Если мы позволяем себе выхватывать из контекста церковной истории то, что нам нравится и игнорировать все остальное, мы впадаем в самый настоящий протестантизм, с той только разницей, что делаем предметом своих личных произвольных суждений и выводов не одно только Священное Писание, но и все, что мы называем Преданием. Мы должны ответить прежде всего самим себе, чего мы хотим: замкнуться в маленькую изолированную «юрисдикцию» или же участвовать в жизни Вселенского Православия, поддерживая все доброе и здоровое и оспаривая всякую неправду. Время движется катастрофически быстро. Завтра может оказаться поздно. «Завтра» может у нас и не быть. Мы с упованием ждем, что имеющий быть вскоре Зарубежный Собор решит в принципе вопрос о восстановлении общения с Церковью-Мученицей на Родине. Все остальные вопросы разрешатся сами собой. Современная структура Русской Церкви допускает все степени автономии, начиная от Автономной Японской Церкви, фактически полностью самостоятельной, и Украинской Православной Церкви, тоже полностью самостоятельной и при этом влияющей на жизнь всей Русской Церкви через своего Предстоятеля, Блаженнейшего Митрополита Владимира, постоянного члена нашего Священного Синода.
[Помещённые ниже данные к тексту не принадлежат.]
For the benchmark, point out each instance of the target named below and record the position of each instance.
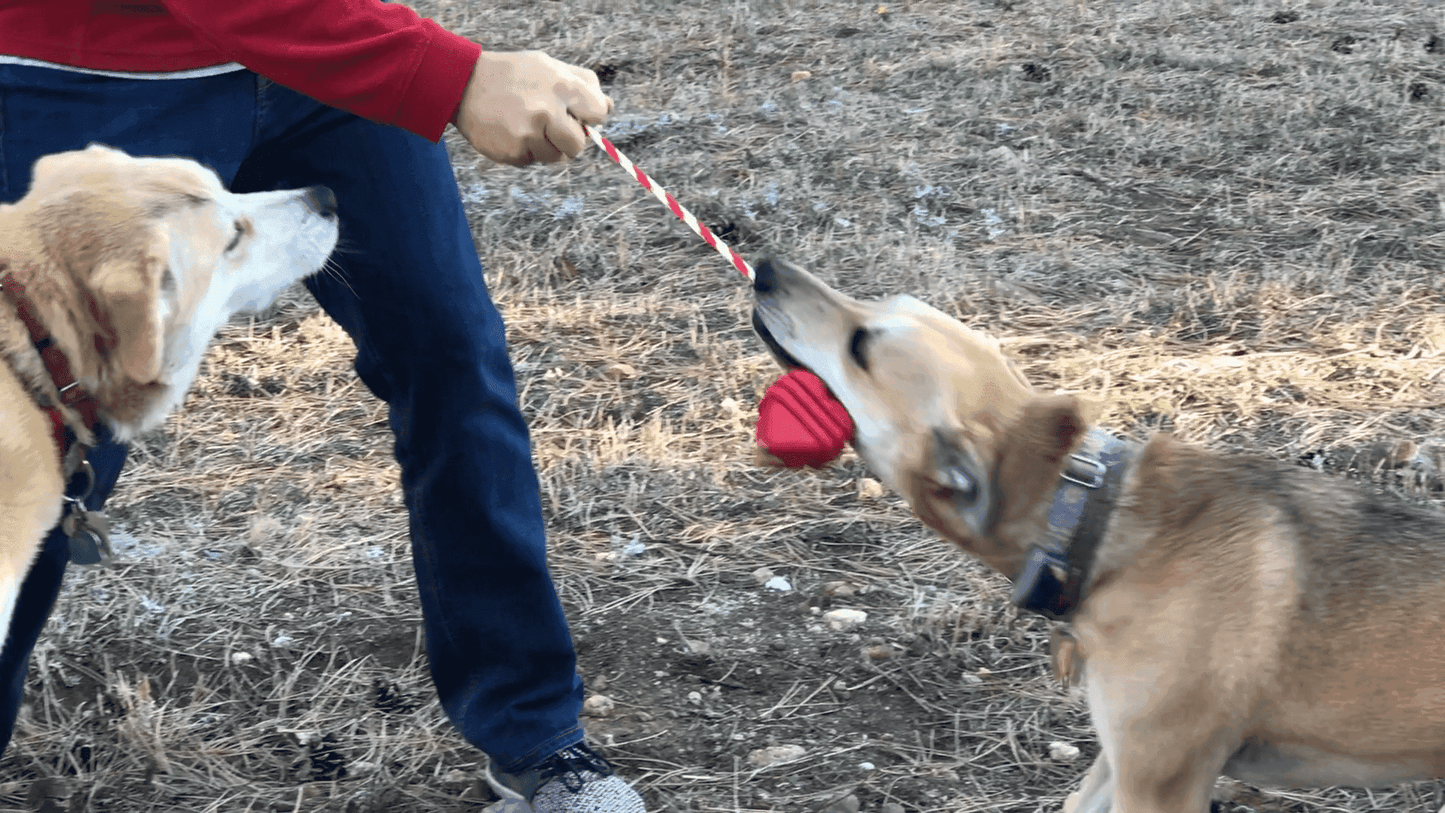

Легче будет достичь единства, если мы задумаемся и со всей серьезностью спросим свою совесть, что делали бы в наших современных условиях Блаженнейший Митрополит Антоний, Блаженнейший Митрополит Анастасий, святитель Иоанн Шанхайский... В любом случае мы не должны забывать о том, что по почину Святейшего Патриарха Сербского Варнавы, сердечно болезновавшего о разделениях Русской Церкви, Блаженнейший Митрополит Антоний возобновил общение с митрополитом Евлогием, не требуя при этом его выхода из Константинопольской юрисдикции, пребывание в которой он считал неканоническим. А затем и Американская митрополия была принята Зарубежной Церковью в общение, сохраняя свою автономию. Это торжество любви Христовой должно вдохновлять всех почитателей приснопамятного владыки Антония.